= Ernest Shahid =

Ernest Shahid (August 12, 1921 – December 31, 2008), a pioneering Florida commercial real estate developer, helped transform Destin and coastal Okaloosa County into a major tourist vacation destination. Shahid built the first major highrise condominium complex on the Emerald Coast in 1971. Its success sparked a flurry of resort complexes and economic development.

==Early life==

Ernest Wadere Shahid was born in South Carolina into a family of Lebanese immigrants. He spent his childhood in Timmonsville before leaving to attend Presbyterian College where he played on the football team. Shahid married Margaret Pharo of Birmingham, Alabama, in 1942 and served in the Army Air Corps between 1943 and 1945. Following his military service the Shahids moved to Birmingham where Ernest worked at his father-in-law's five-and-dime store. There he had three children, Ernest Jr, Wayne, and Cary and three more once he relocated to Destin; Mark and the twins (Lisa and Lynda).

==Career==

Shahid began his career as a builder when the contractor he hired to construct his home quit. Shahid hired the construction crew, completing the home under budget. From there he went on to build homes throughout Birmingham from 1946 to 1952.

Moving to Florida in 1952, Shahid purchased the Riviera Hotel in Destin and built the Shoreline Hotel in 1955.

It was in 1971-72 that Shahid made his most significant contribution to Destin by building the town's first highrise condominium, the Shoreline Towers. At the time there were no other major condominium complexes or resorts in Walton or Okaloosa counties.
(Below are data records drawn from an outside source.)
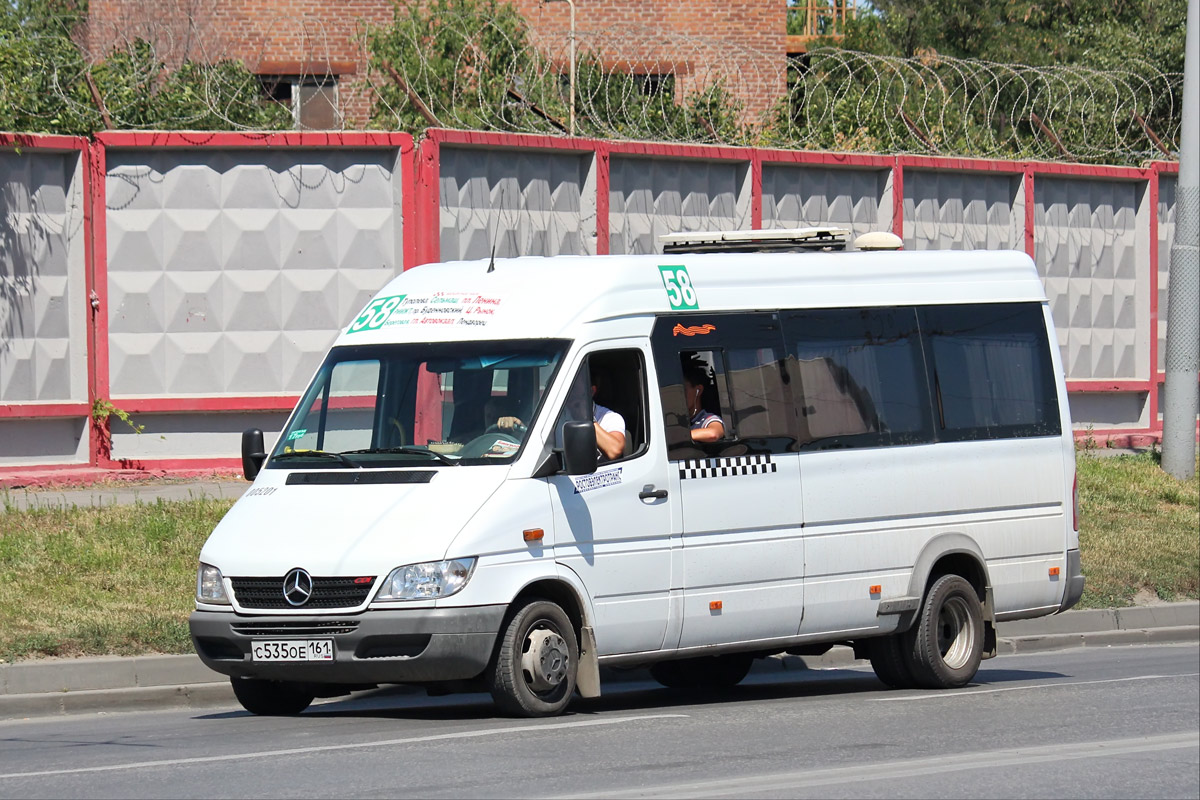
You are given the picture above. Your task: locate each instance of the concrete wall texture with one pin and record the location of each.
(195, 281)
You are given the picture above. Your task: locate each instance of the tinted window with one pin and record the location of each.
(993, 376)
(745, 383)
(862, 377)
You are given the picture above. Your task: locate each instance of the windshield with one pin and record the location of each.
(419, 404)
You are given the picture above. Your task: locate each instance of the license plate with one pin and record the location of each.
(293, 650)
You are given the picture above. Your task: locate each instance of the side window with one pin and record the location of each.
(991, 371)
(618, 401)
(730, 367)
(862, 378)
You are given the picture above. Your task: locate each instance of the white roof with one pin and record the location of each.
(551, 298)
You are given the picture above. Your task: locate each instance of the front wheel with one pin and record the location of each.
(270, 698)
(537, 659)
(946, 644)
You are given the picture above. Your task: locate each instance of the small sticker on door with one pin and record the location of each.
(597, 480)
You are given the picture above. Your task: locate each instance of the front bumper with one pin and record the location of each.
(376, 647)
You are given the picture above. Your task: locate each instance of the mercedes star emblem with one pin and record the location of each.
(297, 587)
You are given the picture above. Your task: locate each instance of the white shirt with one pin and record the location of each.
(607, 419)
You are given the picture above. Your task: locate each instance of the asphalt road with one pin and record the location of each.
(1103, 722)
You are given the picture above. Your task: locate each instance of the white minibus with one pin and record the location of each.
(509, 473)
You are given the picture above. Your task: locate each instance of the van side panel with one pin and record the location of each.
(869, 513)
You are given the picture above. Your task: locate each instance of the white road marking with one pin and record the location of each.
(988, 759)
(943, 695)
(359, 745)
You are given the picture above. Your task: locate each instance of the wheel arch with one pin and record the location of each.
(573, 600)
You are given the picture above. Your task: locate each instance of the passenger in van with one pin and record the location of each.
(705, 425)
(610, 429)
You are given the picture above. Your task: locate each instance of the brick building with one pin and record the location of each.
(312, 53)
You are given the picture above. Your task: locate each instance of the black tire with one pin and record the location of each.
(946, 645)
(271, 698)
(889, 662)
(707, 672)
(537, 660)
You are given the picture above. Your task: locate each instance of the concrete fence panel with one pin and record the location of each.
(229, 275)
(803, 196)
(655, 196)
(520, 203)
(213, 271)
(43, 306)
(963, 210)
(1093, 253)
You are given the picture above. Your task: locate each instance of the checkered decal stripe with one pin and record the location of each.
(726, 467)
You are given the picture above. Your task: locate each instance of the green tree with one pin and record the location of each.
(48, 86)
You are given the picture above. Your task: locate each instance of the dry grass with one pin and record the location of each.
(113, 579)
(120, 579)
(1139, 529)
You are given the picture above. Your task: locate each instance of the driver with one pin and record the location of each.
(610, 429)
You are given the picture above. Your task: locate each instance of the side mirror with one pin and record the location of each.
(252, 452)
(579, 449)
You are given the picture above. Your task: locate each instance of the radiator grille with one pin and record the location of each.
(327, 593)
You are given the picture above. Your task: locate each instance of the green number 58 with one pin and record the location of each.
(681, 294)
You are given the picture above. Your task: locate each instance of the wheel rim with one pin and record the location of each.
(545, 660)
(955, 635)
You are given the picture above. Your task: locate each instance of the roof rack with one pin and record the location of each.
(778, 240)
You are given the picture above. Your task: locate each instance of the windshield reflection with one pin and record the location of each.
(409, 404)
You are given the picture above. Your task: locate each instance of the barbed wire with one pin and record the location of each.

The construction of the Shoreline Towers heralded the beginning of Destin's transformation from a sleepy fishing village into one of the most significant holiday locations on the Florida panhandle.

Shahid went on to develop other major coastal projects in Destin, including Shoreline Towers West in 1978 (renamed The Tides) and Regency Towers in 1982. He has been called "the man who...has done more to change the face of Destin", in part because Shoreline Towers "brough a world of money into Okaloosa County."